Il concorso riservato ai docenti non abilitati sta per entrare nella sua fase cruciale. Potranno prendervi parte tutti i docenti che negli ultimi 8 anni hanno effettuato almeno 3 anni di servizio. E’ stato lasciato in eredità all’attuale governo dalla Legge sulla Buona Scuola. Il Consiglio Superiore ha dato il via libera. Andiamo a scoprire l’iter del concorso e le prove previste.

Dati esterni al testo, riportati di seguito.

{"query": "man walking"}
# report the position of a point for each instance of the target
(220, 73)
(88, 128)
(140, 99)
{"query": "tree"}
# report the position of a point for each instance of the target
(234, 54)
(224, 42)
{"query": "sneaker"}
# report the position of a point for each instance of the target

Lo svolgimento del concorso

Il Consiglio Superiore della Scuola ha dato l’ok, il concorso riservato ai docenti non abilitati, che negli ultimi 8 anni hanno prestato 3 anni di servizio, partirà. Sono previste due prove, una scritta e una orale. Nella prova scritta verranno valutate le conoscenze del candidato su una materia dallo stesso scelta presente in elenco. Seguirà una prova orale di natura didattica-metodologica. Superate le prove si potrà avere accesso al tirocinio e inserimento nella funzione docente, il cosiddetto FIT. Al termine coloro che saranno ritenuti idonei avranno la possibilità di essere immessi al ruolo.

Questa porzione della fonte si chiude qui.